Failure of the MHV68ΔmuSOX BAC to produce virus, coupled with low transfection efficiency of the BAC DNA, prevented measurement of endogenous cellular mRNA stability in the presence of this mutant. We therefore opted to compare the half-life of the BAC-derived GFP message in BHK-21 cells transfected with WT, MHV68ΔmuSOX, and MHV68ΔmuSOX-MR BAC DNAs. To eliminate any complicating effects of viral DNA replication, experiments were conducted in the presence of PAA. Cells were treated with ActD at 18 h posttransfection, and RNA was isolated at the indicated time points thereafter. Significantly, there was a marked increase in the half-life of the GFP transcript in cells transfected with the ΔmuSOX BAC relative to those in WT and MR BAC-transfected cells (Fig. 3C). Collectively, these data indicate that muSOX plays a prominent role in MHV68-induced host shutoff.

SOX homologs localize to both the nucleus and cytoplasm.

All herpesvirus AE homologs examined to date localize predominantly or exclusively to the nucleus, in agreement with their roles in processing and packaging newly replicated viral DNA (14, 33, 38, 39). However, several lines of evidence suggest that cytoplasmic localization of the gamma-HV SOX homologs plays an important role in host shutoff. First, KSHV SOX and EBV BGLF5 localize both to the nucleus and cytoplasm of cells, whereas HSV-1 AE, which lacks host shutoff activity, is constrained to the nucleus (12, 41). Second, a SOX NLS mutant retains WT mRNA turnover activity in transfected cells (11). Finally, mRNA half-life studies demonstrated that cytoplasmic messages are destabilized in SOX-expressing cells (28).

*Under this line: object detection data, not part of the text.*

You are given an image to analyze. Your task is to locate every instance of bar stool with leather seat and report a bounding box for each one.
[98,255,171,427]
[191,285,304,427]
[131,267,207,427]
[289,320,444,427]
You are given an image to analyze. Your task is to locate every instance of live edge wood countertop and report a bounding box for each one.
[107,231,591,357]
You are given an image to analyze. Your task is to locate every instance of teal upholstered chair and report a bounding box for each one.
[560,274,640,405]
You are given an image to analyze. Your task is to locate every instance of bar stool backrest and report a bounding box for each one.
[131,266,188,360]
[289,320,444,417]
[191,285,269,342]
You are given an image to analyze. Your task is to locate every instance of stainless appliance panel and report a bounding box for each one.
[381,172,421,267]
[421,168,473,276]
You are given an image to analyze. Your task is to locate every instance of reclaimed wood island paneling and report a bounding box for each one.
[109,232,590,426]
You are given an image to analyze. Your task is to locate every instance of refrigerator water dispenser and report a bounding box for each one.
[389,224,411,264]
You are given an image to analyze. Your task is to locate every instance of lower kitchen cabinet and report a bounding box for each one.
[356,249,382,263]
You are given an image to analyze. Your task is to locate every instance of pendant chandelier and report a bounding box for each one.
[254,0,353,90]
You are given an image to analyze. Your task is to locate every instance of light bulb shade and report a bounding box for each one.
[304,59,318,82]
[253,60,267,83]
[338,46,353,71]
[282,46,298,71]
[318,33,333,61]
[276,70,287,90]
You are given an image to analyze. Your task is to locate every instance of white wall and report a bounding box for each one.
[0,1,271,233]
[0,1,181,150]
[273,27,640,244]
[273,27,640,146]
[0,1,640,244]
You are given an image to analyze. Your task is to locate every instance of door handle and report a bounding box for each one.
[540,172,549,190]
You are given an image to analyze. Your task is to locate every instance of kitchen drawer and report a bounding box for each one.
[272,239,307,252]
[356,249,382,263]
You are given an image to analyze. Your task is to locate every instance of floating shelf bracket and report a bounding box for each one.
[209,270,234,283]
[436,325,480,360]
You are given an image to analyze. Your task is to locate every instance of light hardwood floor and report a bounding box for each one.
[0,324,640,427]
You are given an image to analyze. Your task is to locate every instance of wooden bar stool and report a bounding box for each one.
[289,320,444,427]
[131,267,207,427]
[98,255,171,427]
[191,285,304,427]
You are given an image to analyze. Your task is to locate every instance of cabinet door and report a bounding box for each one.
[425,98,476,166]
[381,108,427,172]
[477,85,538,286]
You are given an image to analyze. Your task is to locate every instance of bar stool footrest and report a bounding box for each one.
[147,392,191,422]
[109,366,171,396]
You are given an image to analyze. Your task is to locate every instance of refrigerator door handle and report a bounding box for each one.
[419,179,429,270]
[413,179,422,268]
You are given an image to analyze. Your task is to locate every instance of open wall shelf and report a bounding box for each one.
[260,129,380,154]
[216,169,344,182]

We therefore predicted that MHV68 muSOX would also exhibit partial cytoplasmic localization, which might be integral to its host shutoff function. Indeed, similar to its KSHV and EBV homologs, HA-tagged muSOX was detected in both the nucleus and cytoplasm of transfected 293T cells, whereas HSV-1 AE remained exclusively nuclear (Fig. 4A). The absence of antibodies against any gamma-HV SOX homologs that function in IFA had previously prevented confirmation of this partial cytoplasmic SOX localization during viral infection. Given that plasmid-based overexpression does not always faithfully mimic endogenous protein localization, we generated both MAbs against KSHV SOX and affinity-purified pAbs against MHV68 muSOX to monitor their localization throughout the course of infection. The localization and kinetics of expression of SOX and muSOX were examined by IFA in HFF and 3T3 cells lytically infected with KSHV and MHV68, respectively (Fig. 4B and C). Expression of both SOX and muSOX was detected beginning at 8 h postinfection, in agreement with previous results (Fig. 1C) (12), and expression was maintained throughout the lytic cycle. Importantly, SOX and muSOX localized to both the nucleus and the cytoplasm during viral infection, although, in agreement with the localization of the overexpressed proteins, the majority of SOX and muSOX exists in the nucleus (Fig. 4B and C; a magnified view of representative muSOX-expressing cells is shown in the bottom panels of Fig. 4C).

FIG. 4. — SOX homologs of gamma-HVs localize to both the nucleus and cytoplasm. (A) 293T cells were transfected with empty vector or HA-tagged SOX (KSHV), muSOX (MHV68), BGLF5 (EBV), and AE (HSV-1). Twenty-four hours posttransfection, cells were subjected to IFA with anti-HA antibodies. (B) HFF cells were either mock infected or infected with KSHV and lytically reactivated with an adenoviral vector expressing RTA. At the indicated times, samples were subjected to IFA with anti-ORF45 (KSHV lytic marker) (center panels) and anti-SOX (bottom panels) antibodies. (C) 3T3 cells were either mock infected or infected with BAC-derived MHV68. At the indicated times, samples were subjected to IFA with anti-muSOX antibodies. GFP is encoded by the BAC and serves as a marker of infection. Bottom panels show a magnified view of representative muSOX-expressing cells at each time point. All samples were costained with DAPI to visualize nuclei. α, anti.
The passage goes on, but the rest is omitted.